Manuel Villaverde Cabral, Observador
Não esqueçamos que este tribunal pretensamente justiceiro é o mesmo que legitimou a trapaça dos deputados e permitiu que os dinossauros das autarquias se candidatassem na câmara ao lado...
Aquilo que se tem passado nas últimas semanas com o Tribunal Constitucional constitui um caso extremo do pior que há em Portugal no plano institucional, a saber, o sistema judicial. Com efeito, se os engenheiros e os médicos funcionassem como os juízes não havia ponte que não viesse abaixo nem doente que se salvasse. Não se trata apenas de mais um exemplo da pretensa independência e irresponsabilidade do chamado «terceiro poder». O comportamento da maioria dos membros do TC está para além do enviesamento político ou da febre ideológica. O próprio constitucionalista Vital Moreira o sugere. Trata-se, lamentavelmente, do caso mais exacerbado de corporativismo que o país sofre.

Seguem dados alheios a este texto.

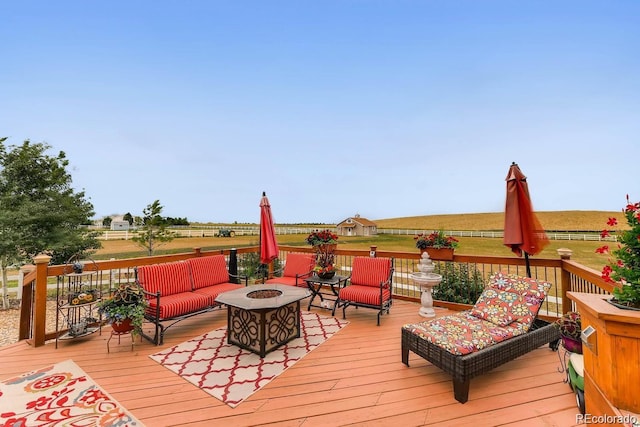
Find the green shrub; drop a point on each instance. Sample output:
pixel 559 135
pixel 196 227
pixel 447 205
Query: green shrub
pixel 460 283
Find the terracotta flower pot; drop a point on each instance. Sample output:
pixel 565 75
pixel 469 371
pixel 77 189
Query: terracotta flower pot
pixel 571 344
pixel 122 327
pixel 439 254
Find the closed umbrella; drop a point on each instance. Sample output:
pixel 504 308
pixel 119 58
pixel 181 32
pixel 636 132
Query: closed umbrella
pixel 268 244
pixel 522 230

A maioria dos juízes do TC – altos funcionários públicos com uma remuneração-base de mais de 6 000€ e com a garantia da correspondente pensão ao cabo dos nove anos de mandato – assumiram-se sem pestanejar como os pretensos defensores das camadas de funcionários e reformados de luxo perante a necessidade imperiosa de cortes na despesa do Estado após a insensata deriva despesista dos governos anteriores. Toda a gente sabe, menos eles, que a redução das despesas do Estado é indispensável.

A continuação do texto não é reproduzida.